The Latin American Council of Churches also sent Bush a letter condemning the recommendation as well as the administration's increasingly hard line on Cuba.
The recommendations are the latest in a series of setbacks the Bush administration has dealt to religious, humanitarian and educational groups seeking to work with the Cuban people.
In recent months, the Treasury Department has declined to renew travel licenses for several mainline Protestant denominations and other religious groups with long track records of sending missions and humanitarian workers to Cuba.
The groups include the American Baptist Churches, the United Methodist Church, the Disciples of Christ and the National Council of Churches.
Due to the government's embargo on commerce with Cuba, religious groups must use renewable travel permits for religious activity to enable U.S. citizens to travel to Cuba. The permits are granted through the Treasury Department. Earlier this year, a bipartisan group of congressmen sent a letter to administration officials opposing new restrictions that the department had placed on religious travel to Cuba. The restrictions would make it virtually impossible for any religious group other than a local congregation to receive a Cuba travel license.
The head of one Baptist group whose Cuba license was suspended last year said July 11 that the Commission for Assistance to a Free Cuba's latest recommendations are wrong but not surprising.
“There is no doubt in my mind that the administration has not only exceeded its regulatory authority but also has trampled on the free exercise of religion — not only in this action but in a series of actions limiting our ability to work with churches in Cuba,” said Stan Hastey, executive director of the Alliance of Baptists. The network of churches has a long-standing partnership with a Cuban Baptist denomination that pairs local churches in the United States with Cuban congregations.
Referring to the WCC and NCC letters, Hastey said, “I fully understand why they are outraged by the president's signing off on this — and by that coterie of Castro-haters at the State Department, dominated by hard-line Cuban Americans who, by the way, do not represent even the Cuban-American community in this country.”
Experts outside the administration have said the hard line Bush has taken on Cuba has come in response to Cuban-American Republicans in South Florida, many of whom are Cuban expatriates who fled to Miami and surrounding areas after Castro came to power and seized their property.

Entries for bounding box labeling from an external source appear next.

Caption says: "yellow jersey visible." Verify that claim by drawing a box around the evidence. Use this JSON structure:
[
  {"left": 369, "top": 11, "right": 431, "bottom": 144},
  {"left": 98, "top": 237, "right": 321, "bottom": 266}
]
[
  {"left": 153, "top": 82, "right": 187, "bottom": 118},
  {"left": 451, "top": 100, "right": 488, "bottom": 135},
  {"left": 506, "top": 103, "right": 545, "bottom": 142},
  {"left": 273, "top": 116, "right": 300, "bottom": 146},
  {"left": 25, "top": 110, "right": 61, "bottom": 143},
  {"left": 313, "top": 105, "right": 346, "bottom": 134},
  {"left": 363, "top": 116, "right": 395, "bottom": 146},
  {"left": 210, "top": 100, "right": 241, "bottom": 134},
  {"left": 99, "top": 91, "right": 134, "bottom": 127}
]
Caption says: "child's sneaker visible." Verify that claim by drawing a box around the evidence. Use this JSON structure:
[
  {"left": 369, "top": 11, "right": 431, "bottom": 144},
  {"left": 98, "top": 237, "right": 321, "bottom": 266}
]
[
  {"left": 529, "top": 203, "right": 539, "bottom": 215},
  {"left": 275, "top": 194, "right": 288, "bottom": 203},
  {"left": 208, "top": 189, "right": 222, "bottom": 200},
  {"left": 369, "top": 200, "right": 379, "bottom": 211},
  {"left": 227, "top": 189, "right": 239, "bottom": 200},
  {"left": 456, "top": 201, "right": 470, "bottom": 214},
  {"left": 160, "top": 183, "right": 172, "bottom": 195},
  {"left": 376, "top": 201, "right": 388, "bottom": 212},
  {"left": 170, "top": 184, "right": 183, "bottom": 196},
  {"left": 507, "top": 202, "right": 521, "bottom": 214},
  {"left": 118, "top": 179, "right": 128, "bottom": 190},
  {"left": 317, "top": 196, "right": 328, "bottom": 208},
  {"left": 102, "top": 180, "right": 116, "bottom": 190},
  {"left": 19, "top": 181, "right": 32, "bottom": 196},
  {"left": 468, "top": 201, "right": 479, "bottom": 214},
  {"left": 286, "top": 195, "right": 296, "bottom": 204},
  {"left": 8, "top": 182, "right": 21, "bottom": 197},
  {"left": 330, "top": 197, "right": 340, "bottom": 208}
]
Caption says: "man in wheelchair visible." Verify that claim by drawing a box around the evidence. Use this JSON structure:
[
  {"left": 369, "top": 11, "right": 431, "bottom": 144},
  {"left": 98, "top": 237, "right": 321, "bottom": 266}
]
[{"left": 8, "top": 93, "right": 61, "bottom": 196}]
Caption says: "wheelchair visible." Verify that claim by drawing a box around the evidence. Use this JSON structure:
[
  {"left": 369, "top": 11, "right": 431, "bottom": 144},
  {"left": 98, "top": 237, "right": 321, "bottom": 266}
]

The Church World Service news release said the group is “looking into the possibility of a lawsuit” if Bush chooses to implement the recommendation.
Caleb McCarry, the State Department official in charge of overseeing U.S. transition plans for the Cuban regime and director of the commission, was traveling in Florida July 13 and unavailable for comment on the religious leaders' allegations. However, a State Department spokesperson contacted July 12 said the department wasn't even aware of the Christian groups' expressions of displeasure with the recommendation.
The report itself said that the recommendation was necessary because Castro's policies “continue to debilitate the Cuban economy, impoverish the Cuban people, and isolate Cuba from economic advances enjoyed by the rest of the Western Hemisphere. The regime ignores its obligations to its people and diverts its resources to maintain its grip on power, manage a succession of the regime, and destabilize democracies elsewhere in the hemisphere.”
However, the report claimed, the recent travel and financial restrictions “have sharply curtailed the regime's manipulation of and profiteering from U.S. humanitarian policies. These measures have been successful and should continue to be implemented.”